High-pressure nervous syndrome or high-pressure neurological syndrome (HPNS) is characterized by neurological, psychological, and electroencephalographic (EEG) abnormalities that are noted during dives deeper than 150 meters that involve breathing helium-oxygen gas mixtures. Signs and symptoms depend on the speed of compression and the hydrostatic pressure attained; the faster the rate of compression rate and the higher the pressure, the more severe the clinical presentation will be. Thus, HPNS is one of the significant limitations of deep diving. This activity reviews the evaluation and management of HPNS and explains the role of the interprofessional team in managing patients with this condition.

Objectives:

  • Review high-pressure neurological syndrome.
  • Outline the typical presentation of a patient with high-pressure neurological syndrome.
  • Explain management considerations for patients with high-pressure neurological syndrome.
  • Identify examples of the importance of collaboration and communication amongst the interprofessional team to provide optimal care to patients with high-pressure neurological syndrome.

Introduction

High-pressure nervous syndrome or high-pressure neurological syndrome (HPNS) is characterized by neurological, psychological, and electroencephalographic (EEG) abnormalities during dives deeper than 150 meters with breathing helium-oxygen gas mixtures. The term “neurological” has been used, preferably[1]. Signs and symptoms depend on the speed of compression and the hydrostatic pressure attained. In other words, the faster the compression rate and the higher the pressure, the more severe the clinical presentation will be. Thus, HPNS is one of the significant limitations of deep diving.[2]

Etiology

HPNS is thought to result from the increased atmospheric pressure on the central nervous system (CNS), which leads to hyperexcitability of the CNS.[1]  However, there is evidence suggesting that the phenomenon is due primarily to high-pressure helium rather than elevated pressure alone.[3] CNS hyperexcitability associated with HPNS is largely induced by N-methyl-D-aspartate receptors giving some hope of future research providing ways of ameliorating the condition. [4][5]

Epidemiology

There is no reported epidemiological data about HPNS in the literature.[6]

Pathophysiology

Although the underlying mechanism has not been proved yet, several theories about HPNS pathophysiology exist.

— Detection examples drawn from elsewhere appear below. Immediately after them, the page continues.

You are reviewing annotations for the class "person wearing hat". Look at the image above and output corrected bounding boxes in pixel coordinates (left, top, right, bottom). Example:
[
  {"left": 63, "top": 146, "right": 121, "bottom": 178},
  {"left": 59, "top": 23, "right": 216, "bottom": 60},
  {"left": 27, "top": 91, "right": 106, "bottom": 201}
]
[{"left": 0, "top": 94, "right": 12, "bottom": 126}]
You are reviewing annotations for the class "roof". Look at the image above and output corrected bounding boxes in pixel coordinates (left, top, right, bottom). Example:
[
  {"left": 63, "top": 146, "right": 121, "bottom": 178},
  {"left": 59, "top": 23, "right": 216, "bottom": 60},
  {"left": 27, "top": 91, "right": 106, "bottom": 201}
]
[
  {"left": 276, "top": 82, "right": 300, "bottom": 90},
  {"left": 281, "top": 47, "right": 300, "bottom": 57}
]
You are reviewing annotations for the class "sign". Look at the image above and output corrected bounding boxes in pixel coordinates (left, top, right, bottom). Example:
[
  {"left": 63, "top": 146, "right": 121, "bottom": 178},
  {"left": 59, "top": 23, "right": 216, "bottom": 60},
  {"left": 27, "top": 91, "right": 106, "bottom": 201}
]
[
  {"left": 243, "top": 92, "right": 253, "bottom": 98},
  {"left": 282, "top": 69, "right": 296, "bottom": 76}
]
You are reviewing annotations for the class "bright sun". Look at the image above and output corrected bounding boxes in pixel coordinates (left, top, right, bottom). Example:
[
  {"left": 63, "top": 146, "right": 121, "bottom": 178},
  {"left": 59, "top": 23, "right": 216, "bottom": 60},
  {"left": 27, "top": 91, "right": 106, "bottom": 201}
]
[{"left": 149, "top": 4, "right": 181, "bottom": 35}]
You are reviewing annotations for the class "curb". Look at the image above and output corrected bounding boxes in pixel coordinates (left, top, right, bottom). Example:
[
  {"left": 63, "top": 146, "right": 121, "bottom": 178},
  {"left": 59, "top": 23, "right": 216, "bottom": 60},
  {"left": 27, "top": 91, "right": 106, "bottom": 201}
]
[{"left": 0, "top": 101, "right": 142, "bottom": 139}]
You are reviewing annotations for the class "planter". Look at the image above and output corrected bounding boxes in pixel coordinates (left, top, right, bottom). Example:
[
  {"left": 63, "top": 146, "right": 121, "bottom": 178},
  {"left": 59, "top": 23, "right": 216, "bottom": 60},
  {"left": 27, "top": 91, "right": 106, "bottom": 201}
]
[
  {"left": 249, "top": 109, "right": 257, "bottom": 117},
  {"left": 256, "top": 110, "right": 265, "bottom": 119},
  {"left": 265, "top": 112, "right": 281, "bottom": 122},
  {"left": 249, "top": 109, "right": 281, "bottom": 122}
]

One of the general assumptions is about the compression effect of pressure, possibly in the lipid component of cell membranes of the CNS.[2] This compression effect may also influence the molecular processes related to volume expansion, such as the role of transmembrane proteins, membrane surface receptors, and ion channels.[7][8] Likewise, anesthetic gases may ameliorate the clinical manifestation of HPNS by restoring the architecture of the CNS cell membrane into its original form due to the phenomenon of the pressure reversal effect of narcosis.[2][9] This phenomenon gives rise to studies about breathing mixture modifications, such as using trimix to control HPNS.[9]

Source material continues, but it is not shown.